FWD’s initial price offering triggers potential early bond redemption
Earlier this year, we published an update on FWD Group’s credit profile, highlighting the company’s rapid expansion, improving profitability, and positive trajectory toward its planned IPO. At that time, we viewed FWD’s bonds (including the 2029 bonds) as relatively attractive and also highlighted the potential call risk in the event of an IPO.
With FWD’s Hong Kong IPO today, we revisit our recommendations and provide an update for investors. Specifically, the IPO triggers the “Redemption upon an Initial Public Offering” clause embedded in FWD’s 2029 bonds and USD perpetuals.
Trading of FWD's shares commenced on the Hong Kong Stock Exchange on 7 July 2025. Regarding the IPO, management has indicated that a portion of the proceeds will be used to repay existing debt. While precise allocations of IPO proceeds remain at management’s discretion, this intention raises clear questions for bond investors about the likelihood of an early redemptions across affected bonds.
Related article: FWD maintains rapid growth while delivering its first accounting profits
Heightened Early Redemption Risk for FWDGHD 8.400% 05Apr2029 Corp (USD) and USD Perpetuals
The following bonds and perpetual are at risk of an early redemption. However, the conditions differ between the 2029 bond and the perpetual securities.
FWD’s USD Perpetual Securities (namely the 8.045, 8.6245, and 6.675 perp) are callable at par (100) after the IPO, with 30–60 days’ notice. Together, the perps have an outstanding issue size of USD 1,189m. These perpetuals represent a higher interest cost for FWD given the high coupons. Considering the recent decline in US benchmark yields, we think that the management has economic incentive to early-redeem the perps and refinance with cheaper debt.
Similarly, the FWDGHD 8.400% 05Apr2029 Corp (USD) bonds are also callable after the IPO but at 101 (higher than the perps), with 30–60 days’ notice. The 2029 bonds have an outstanding issue size of USD 900m.

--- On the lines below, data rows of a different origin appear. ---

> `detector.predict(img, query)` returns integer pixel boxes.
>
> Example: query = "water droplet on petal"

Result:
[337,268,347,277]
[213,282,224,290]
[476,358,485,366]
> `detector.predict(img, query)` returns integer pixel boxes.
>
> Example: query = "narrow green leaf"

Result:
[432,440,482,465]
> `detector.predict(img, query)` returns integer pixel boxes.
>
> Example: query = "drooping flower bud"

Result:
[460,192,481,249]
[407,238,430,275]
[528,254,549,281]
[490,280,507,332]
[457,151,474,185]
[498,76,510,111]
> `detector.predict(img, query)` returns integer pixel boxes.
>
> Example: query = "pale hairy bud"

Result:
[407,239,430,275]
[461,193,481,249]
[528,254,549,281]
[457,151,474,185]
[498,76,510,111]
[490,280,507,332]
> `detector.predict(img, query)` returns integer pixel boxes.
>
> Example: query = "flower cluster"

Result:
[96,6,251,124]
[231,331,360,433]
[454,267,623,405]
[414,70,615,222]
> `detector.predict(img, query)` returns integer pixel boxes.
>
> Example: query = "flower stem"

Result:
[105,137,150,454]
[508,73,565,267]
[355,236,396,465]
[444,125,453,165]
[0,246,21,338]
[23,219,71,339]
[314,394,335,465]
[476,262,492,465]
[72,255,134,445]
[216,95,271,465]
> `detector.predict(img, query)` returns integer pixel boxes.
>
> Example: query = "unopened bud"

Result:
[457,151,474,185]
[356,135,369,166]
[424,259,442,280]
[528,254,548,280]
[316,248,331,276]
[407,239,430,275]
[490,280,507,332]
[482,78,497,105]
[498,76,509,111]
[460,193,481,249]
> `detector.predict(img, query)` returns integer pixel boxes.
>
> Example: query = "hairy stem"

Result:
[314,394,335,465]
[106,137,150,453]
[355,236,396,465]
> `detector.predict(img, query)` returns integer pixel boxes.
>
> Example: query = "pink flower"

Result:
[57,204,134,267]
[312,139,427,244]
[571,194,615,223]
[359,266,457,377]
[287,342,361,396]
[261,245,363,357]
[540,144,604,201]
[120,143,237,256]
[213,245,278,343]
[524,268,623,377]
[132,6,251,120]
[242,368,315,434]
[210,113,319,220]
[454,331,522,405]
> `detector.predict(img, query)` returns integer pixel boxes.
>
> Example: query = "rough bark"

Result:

The bonds are trading around 103.50 (as of 7 July) and with a high 8.4% coupon, there is also economic incentive for FWD to trigger the call, allowing them to refinance with cheaper debt.
In our view, another incentive for an early redemption, may come from a potential improvement across FWD’s credit metrics (such as debt and interest coverage ratios) if the Group triggers an early call to replace the costlier perpetuals and 2029 bonds with cheaper debt.
Can FWD afford to call back the bonds?
The IPO raised proceed of around USD 442m and is not sufficient to redeem either the i) USD 900 million 2029 bond, ii) the USD 750m 8.045% perp, and/or ii) the remaining outstanding perpetual securities in full. As such, we think it is likely that FWD will fund the early redemption with a new debt issuance (likely at a lower cost), to supplement the USD 442m IPO proceeds.
Our Recommendations
Considering our recommendation for FWDGHD 8.400% 05Apr2029 Corp (USD) and its probability of an early redemption, we advise existing bondholders and prospective investors to be aware of the early redemption risk at 101. As this risk has risen noticeably since our previous update (no signs of an intended IPO then), we will suspend our positive view on the 2029 bonds until further update.